En uno de sus relatos tardíos, “La próxima vez” (1895), Henry James utiliza la figura de un oscuro crítico literario para hablar de los destinos cruzados de dos novelistas. Una de ellas, la señora Highmore, es “una de las más fecundas novelistas de nuestro tiempo”, una escritora a la que el éxito persigue como un perro fiel. “Nunca, ni por un día”, dice el narrador, “pudo salvarse del cruel destino de ser popular... El público la quería... A ella no le era dado no gustar...”.
Al cuñado de la señora Highmore, el pobre Ray Limbert, le ocurre justamente lo contrario. Por mucho que él se empeñe, y por grande que sea la aprobación a menudo entusiasta que hacia su obra muestran la crítica y un escogido grupo de admiradores, no hay manera deque los lectores comunes le hagan caso. “Muchas personas –era indudable admiraban sus libros, pero parecían oponerse radicalmente a comprarlos”.
El caso es que ni la señora Highmore ni el desdichado Ray Limbert se conforman con la suerte que les ha correspondido. El relato de James narra los cada vez más desesperados intentos que Limbert hace por ganarse el favor del público, así sea el precio de rebajar sus ambiciones, de traicionar sus principios. De nada le sirve leer y analizar con detenimiento lo que escribe la señora Highmore: por muy bajo que se empeñe en caer, “la perversidad de su esfuerzo” queda una y otra vez “frustrada por la pureza de su talento”, que lo conduce implacablemente a la ruina.
Los tráficos entre la alta y la baja cultura –o como se prefiera nombrar los circuitos que determinan los mecanismos de consagración de la crítica y el mercado– son cada día más intensos
Por su parte, la señora Highmore no puede evitar envidiar el estatus de Limbert y el respeto que su obra suscita.
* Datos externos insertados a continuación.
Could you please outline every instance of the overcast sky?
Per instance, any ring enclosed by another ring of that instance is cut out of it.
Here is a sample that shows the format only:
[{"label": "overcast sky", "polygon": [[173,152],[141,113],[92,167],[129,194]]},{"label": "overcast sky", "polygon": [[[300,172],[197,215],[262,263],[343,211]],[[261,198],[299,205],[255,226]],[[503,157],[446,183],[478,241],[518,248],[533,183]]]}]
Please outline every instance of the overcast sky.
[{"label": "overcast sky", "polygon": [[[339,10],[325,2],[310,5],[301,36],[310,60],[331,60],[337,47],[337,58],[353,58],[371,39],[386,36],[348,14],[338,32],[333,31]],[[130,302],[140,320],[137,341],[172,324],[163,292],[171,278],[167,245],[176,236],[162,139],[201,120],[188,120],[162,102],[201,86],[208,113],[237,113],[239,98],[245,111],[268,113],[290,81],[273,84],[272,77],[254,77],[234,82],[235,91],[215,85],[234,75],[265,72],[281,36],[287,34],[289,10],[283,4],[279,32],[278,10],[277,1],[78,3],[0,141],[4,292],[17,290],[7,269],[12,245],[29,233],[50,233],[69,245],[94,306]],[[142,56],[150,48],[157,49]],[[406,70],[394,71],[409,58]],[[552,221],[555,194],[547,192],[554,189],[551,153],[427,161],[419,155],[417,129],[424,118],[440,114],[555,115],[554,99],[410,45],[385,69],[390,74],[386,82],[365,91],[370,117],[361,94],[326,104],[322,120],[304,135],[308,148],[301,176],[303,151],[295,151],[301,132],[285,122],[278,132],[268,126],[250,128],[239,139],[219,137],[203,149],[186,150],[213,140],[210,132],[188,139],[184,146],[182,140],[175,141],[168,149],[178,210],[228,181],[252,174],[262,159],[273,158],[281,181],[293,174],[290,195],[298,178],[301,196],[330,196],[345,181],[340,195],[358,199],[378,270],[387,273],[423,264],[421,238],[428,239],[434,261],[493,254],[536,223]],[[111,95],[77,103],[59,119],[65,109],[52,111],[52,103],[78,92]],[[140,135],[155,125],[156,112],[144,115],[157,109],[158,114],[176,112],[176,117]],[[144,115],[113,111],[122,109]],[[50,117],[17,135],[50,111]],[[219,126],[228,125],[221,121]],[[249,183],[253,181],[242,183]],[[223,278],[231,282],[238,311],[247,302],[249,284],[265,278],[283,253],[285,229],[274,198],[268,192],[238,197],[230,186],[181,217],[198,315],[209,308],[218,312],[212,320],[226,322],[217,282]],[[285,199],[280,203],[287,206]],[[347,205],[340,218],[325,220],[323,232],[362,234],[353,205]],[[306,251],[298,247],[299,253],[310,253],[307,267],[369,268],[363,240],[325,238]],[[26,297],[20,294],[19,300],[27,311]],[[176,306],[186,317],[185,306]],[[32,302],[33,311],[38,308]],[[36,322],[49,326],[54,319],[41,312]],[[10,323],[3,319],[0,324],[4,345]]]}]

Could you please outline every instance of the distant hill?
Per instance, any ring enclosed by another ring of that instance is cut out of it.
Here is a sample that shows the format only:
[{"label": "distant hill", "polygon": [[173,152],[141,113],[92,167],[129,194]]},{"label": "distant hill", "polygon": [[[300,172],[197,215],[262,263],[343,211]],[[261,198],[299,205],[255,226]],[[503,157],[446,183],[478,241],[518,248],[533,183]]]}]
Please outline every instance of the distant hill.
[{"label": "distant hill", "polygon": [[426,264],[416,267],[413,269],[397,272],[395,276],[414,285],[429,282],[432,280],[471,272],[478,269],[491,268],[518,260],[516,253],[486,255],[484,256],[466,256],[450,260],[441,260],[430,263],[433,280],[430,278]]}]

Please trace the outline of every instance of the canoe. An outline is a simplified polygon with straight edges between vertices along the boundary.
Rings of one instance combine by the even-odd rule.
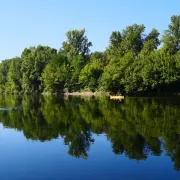
[[[110,99],[124,99],[124,96],[110,96]]]

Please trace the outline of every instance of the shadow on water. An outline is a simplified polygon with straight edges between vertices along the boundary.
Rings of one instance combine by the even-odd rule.
[[[50,141],[62,137],[68,153],[88,158],[93,134],[106,134],[112,151],[129,159],[146,160],[165,153],[180,170],[180,101],[177,98],[0,96],[0,122],[27,139]]]

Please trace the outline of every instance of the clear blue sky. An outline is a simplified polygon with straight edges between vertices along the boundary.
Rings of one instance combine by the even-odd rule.
[[[112,31],[137,23],[162,34],[179,14],[180,0],[0,0],[0,61],[29,46],[59,49],[68,30],[81,28],[92,51],[103,51]]]

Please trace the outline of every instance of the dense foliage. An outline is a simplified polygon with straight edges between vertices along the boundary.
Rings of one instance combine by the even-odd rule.
[[[66,36],[58,51],[39,45],[2,61],[0,92],[179,91],[180,15],[171,17],[161,39],[156,29],[146,34],[143,24],[112,32],[104,52],[90,53],[85,29]]]

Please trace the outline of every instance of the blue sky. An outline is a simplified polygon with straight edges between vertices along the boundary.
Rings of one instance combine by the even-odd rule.
[[[91,50],[103,51],[112,31],[137,23],[162,34],[179,14],[179,0],[0,0],[0,61],[29,46],[59,49],[68,30],[81,28]]]

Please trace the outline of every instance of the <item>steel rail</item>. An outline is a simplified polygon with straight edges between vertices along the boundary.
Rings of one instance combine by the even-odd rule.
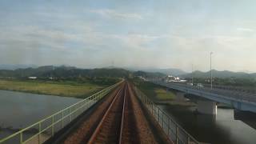
[[[107,116],[109,115],[109,114],[110,113],[110,110],[111,110],[113,106],[114,105],[116,100],[118,99],[118,96],[119,95],[122,89],[122,88],[121,88],[121,89],[118,90],[118,94],[114,96],[114,98],[112,100],[111,104],[110,105],[110,106],[108,107],[107,110],[106,110],[106,113],[104,114],[104,116],[103,116],[102,119],[101,120],[101,122],[100,122],[99,124],[98,125],[98,126],[97,126],[96,130],[94,130],[93,135],[90,137],[88,143],[90,143],[90,144],[94,143],[94,142],[95,142],[95,140],[96,140],[96,138],[97,138],[97,136],[98,136],[98,134],[99,134],[99,132],[100,132],[102,126],[103,126],[103,122],[106,121],[106,117],[107,117]]]
[[[128,85],[126,85],[125,88],[125,95],[123,98],[123,105],[122,105],[122,121],[121,121],[121,129],[120,129],[120,134],[119,134],[119,144],[122,144],[122,130],[125,121],[125,110],[126,110],[126,89],[128,89]]]
[[[123,79],[116,83],[116,84],[114,84],[112,86],[110,86],[110,87],[107,87],[80,102],[78,102],[77,103],[74,103],[57,113],[54,113],[54,114],[50,115],[50,116],[48,116],[13,134],[10,134],[2,139],[0,139],[0,143],[3,143],[8,140],[10,140],[12,138],[14,138],[14,137],[18,137],[19,136],[19,142],[18,143],[26,143],[27,142],[30,141],[31,139],[34,138],[36,136],[38,137],[38,143],[42,143],[42,142],[40,141],[40,134],[42,134],[43,132],[46,131],[46,130],[50,129],[50,128],[52,128],[52,134],[51,136],[53,136],[54,134],[54,126],[55,124],[60,122],[62,122],[65,120],[65,118],[68,118],[69,117],[69,122],[70,123],[71,122],[71,115],[74,114],[75,112],[78,112],[78,110],[80,110],[81,108],[82,107],[86,107],[86,110],[87,110],[92,104],[95,103],[98,100],[101,99],[103,96],[105,96],[106,94],[107,94],[111,90],[113,90],[114,88],[115,88],[116,86],[118,86],[119,84],[121,84],[122,82],[123,82]],[[89,101],[89,102],[88,102]],[[87,106],[87,104],[90,105],[90,106]],[[81,105],[79,106],[79,105]],[[76,108],[75,106],[79,106],[78,108]],[[74,110],[72,110],[72,108],[75,108]],[[67,114],[65,114],[63,115],[63,114],[65,113],[65,111],[69,111],[69,113]],[[72,112],[71,112],[72,111]],[[82,113],[80,113],[82,114]],[[58,114],[62,114],[62,118],[58,118],[57,121],[54,121],[54,118],[57,117]],[[75,117],[77,118],[77,116]],[[34,127],[34,126],[38,126],[39,127],[41,127],[42,124],[43,122],[47,122],[47,120],[51,120],[51,123],[50,125],[48,125],[48,126],[46,126],[46,128],[44,128],[43,130],[38,130],[38,132],[37,132],[36,134],[33,134],[32,136],[30,136],[30,138],[28,138],[26,140],[23,140],[23,133],[25,133],[25,131],[26,130],[29,130],[30,129]],[[63,125],[62,125],[62,128],[63,128]],[[51,137],[51,136],[49,136],[49,137]]]

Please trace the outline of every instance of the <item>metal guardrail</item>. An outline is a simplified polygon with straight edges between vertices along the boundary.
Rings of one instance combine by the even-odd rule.
[[[170,140],[176,144],[199,144],[194,138],[135,86],[134,91]]]
[[[123,80],[1,139],[0,143],[41,144],[46,142],[122,82]]]

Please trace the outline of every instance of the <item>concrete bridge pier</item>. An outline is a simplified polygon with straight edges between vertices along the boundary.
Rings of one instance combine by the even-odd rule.
[[[185,93],[176,92],[176,100],[180,102],[185,101]]]
[[[207,100],[198,100],[198,112],[206,114],[217,114],[217,105],[215,102]]]

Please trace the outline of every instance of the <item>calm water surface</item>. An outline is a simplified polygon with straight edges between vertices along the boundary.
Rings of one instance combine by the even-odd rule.
[[[218,114],[214,117],[194,113],[194,106],[160,106],[199,142],[213,144],[256,143],[256,130],[240,120],[234,120],[233,109],[218,108]]]
[[[0,90],[0,138],[81,99]]]

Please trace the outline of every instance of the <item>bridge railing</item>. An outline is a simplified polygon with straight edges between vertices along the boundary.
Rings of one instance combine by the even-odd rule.
[[[58,130],[70,123],[78,116],[102,99],[122,82],[107,87],[69,107],[66,107],[26,128],[24,128],[3,139],[0,143],[38,143],[46,142]]]
[[[140,90],[134,86],[136,95],[141,99],[168,138],[176,144],[198,144],[199,142],[179,126],[164,110],[154,104]]]

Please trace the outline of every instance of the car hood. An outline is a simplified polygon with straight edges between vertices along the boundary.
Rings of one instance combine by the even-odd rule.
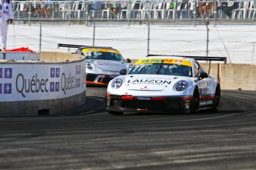
[[[110,60],[87,60],[88,63],[92,63],[96,69],[106,72],[119,72],[122,69],[126,69],[126,63]]]
[[[125,82],[129,90],[162,91],[172,86],[172,81],[177,78],[171,75],[127,75]]]

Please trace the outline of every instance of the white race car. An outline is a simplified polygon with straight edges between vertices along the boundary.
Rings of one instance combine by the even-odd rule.
[[[120,70],[130,70],[131,60],[126,61],[116,49],[108,47],[59,44],[58,47],[78,48],[74,53],[86,58],[86,84],[107,86],[120,75]]]
[[[193,58],[148,55],[108,86],[107,112],[188,112],[217,111],[220,86]]]

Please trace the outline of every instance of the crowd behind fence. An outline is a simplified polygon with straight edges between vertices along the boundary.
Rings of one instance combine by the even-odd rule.
[[[24,21],[255,21],[256,0],[13,1]]]

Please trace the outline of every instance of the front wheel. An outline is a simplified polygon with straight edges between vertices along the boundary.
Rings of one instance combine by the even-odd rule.
[[[124,112],[113,112],[113,111],[107,111],[108,113],[114,115],[122,115]]]
[[[214,99],[213,101],[213,108],[212,110],[214,112],[217,112],[219,109],[219,104],[220,104],[220,87],[217,86],[215,90],[214,94]]]
[[[190,101],[190,113],[197,113],[199,109],[199,92],[196,89],[194,91],[192,100]]]

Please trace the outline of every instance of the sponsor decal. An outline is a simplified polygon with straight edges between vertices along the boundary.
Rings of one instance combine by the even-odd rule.
[[[80,87],[80,78],[76,78],[76,87]]]
[[[0,68],[0,78],[10,80],[13,78],[12,68]],[[12,84],[0,84],[0,94],[12,94]]]
[[[12,94],[11,84],[4,84],[4,94]]]
[[[59,68],[50,68],[50,78],[59,78]]]
[[[149,90],[149,88],[148,86],[144,86],[140,89],[140,90]]]
[[[81,65],[76,66],[76,75],[81,74]]]
[[[212,101],[200,101],[200,106],[209,105],[209,104],[212,104],[212,103],[213,103]]]
[[[101,49],[101,48],[84,48],[82,50],[82,52],[112,52],[115,54],[120,54],[120,52],[116,50],[113,49]],[[85,55],[87,56],[87,55]]]
[[[199,94],[200,95],[206,95],[207,94],[207,90],[208,90],[208,88],[207,87],[202,87],[199,89]]]
[[[174,63],[181,64],[183,64],[183,61],[182,60],[175,60]]]
[[[3,69],[0,68],[0,78],[3,78]]]
[[[171,84],[171,81],[165,81],[161,79],[131,79],[128,80],[127,84],[154,84],[154,85],[163,85]]]
[[[185,103],[185,110],[189,110],[189,103]]]
[[[192,64],[191,61],[187,60],[175,60],[175,59],[168,59],[168,58],[149,58],[149,59],[141,59],[139,60],[135,65],[138,64],[178,64],[185,66],[192,67]]]
[[[12,78],[13,69],[12,68],[5,68],[4,69],[4,78]]]
[[[150,98],[150,97],[137,97],[137,99],[140,100],[140,101],[151,101],[151,98]]]

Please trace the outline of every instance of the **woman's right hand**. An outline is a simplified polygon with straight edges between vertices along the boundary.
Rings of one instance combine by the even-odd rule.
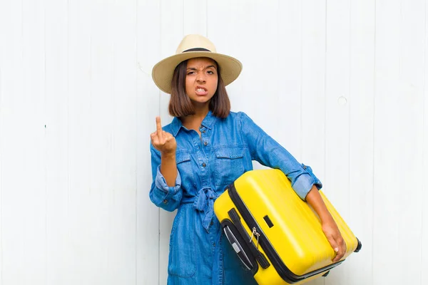
[[[175,138],[170,133],[162,130],[160,118],[156,117],[156,131],[150,135],[151,143],[162,155],[175,155],[177,149]]]

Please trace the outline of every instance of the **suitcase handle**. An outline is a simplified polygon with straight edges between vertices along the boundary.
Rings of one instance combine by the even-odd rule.
[[[251,254],[255,257],[255,259],[260,264],[260,266],[262,266],[263,269],[269,267],[270,264],[268,261],[266,256],[265,256],[265,255],[262,254],[257,247],[255,247],[253,242],[248,242],[250,240],[250,235],[248,235],[247,231],[244,228],[244,226],[241,223],[240,217],[239,217],[239,214],[238,214],[236,209],[235,208],[232,208],[229,210],[229,212],[228,212],[228,214],[229,214],[229,217],[230,217],[230,219],[236,227],[236,229],[238,229],[238,232],[240,233],[241,237],[245,240],[247,245],[250,247]]]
Ella también observa con lupa lo que escribe su cuñado, y el mismo empeño que pone él en “vulgarizarse”, en adaptarse a las expectativas y al gusto del público que le vuelve la espalda, lo pone en ella en “escribir una obra verdaderamente artística”, desentendiéndose de su éxito comercial. “Mirándolo bien, el éxito sólo daba dinero; es decir, daba tanto dinero que cualquier otro resultado parecía pequeño en comparación con él. ¡Pero un fracaso podía dar tanta reputación!”... A la señora Highmore, sin embargo, le está vedada esta gracia: al revés que a Limbert, la vulgaridad de su talento le impide escribir nada sobre lo que sus fervientes lectores no sigan abalanzándose con renovada fruición.
Así resumida, sin la ironía y la mordacidad que la condimentan, la fábula de James pierde casi todo su atractivo, pero sirve de todos modos para replantear hoy, 125 años después de haber sido escrita, las varias cuestiones que en el fondo aborda muy seriamente. ¿Hasta qué punto el éxito y el fracaso constituyen una fatalidad? ¿Los circuitos de la literatura “artística” y la popular son comunicables? ¿Es posible desertar de uno a otro bando?
Pienso en Juan Benet presentándose al premio Planeta. Pienso en las series policiacas de autores como John Banville o José María Guelbenzu. O, por el contrario, en las novelas “serias” de autores como Simenon o Manolo Vázquez Montalbán. Pienso en casos como el de Umberto Eco o Alessandro Baricco. O en el de escritores como Stephen King o Joyce Carol Oates.
Los tráficos entre la alta y la baja cultura –o como quiera que se prefiera nombrar los circuitos aún distinguibles que determinan los diferentes mecanismos de consagración de la crítica (o lo que quede de ella) y el mercado– son cada día más intensos. La relajación de las fronteras entre una y otra fomenta todo tipo de contrabando.
Las cosas se han movido desde los tiempos de James. Hoy parecen mucho más improbables los deseos de la señora Highmore por acceder a ninguna clase de reputación asociada al fracaso.
Y sin embargo, extrañamente, el relato aludido sigue proponiendo un enigma todavía sin resolver: el del prestigio recalcitrante de la piedra que sigue brillando fuera del agua, en una intemperie ajena a la corriente líquida en que todos respiramos. Y sugiere una remota pero no despreciable posibilidad: la de que, empleando la misma lengua, se pueda hablar dos idiomas distintos, cuyas respectivas gramáticas se diría que resultan indescifrables para quien –con éxito o no– emplea cualquiera de las dos, sin acertar con la otra.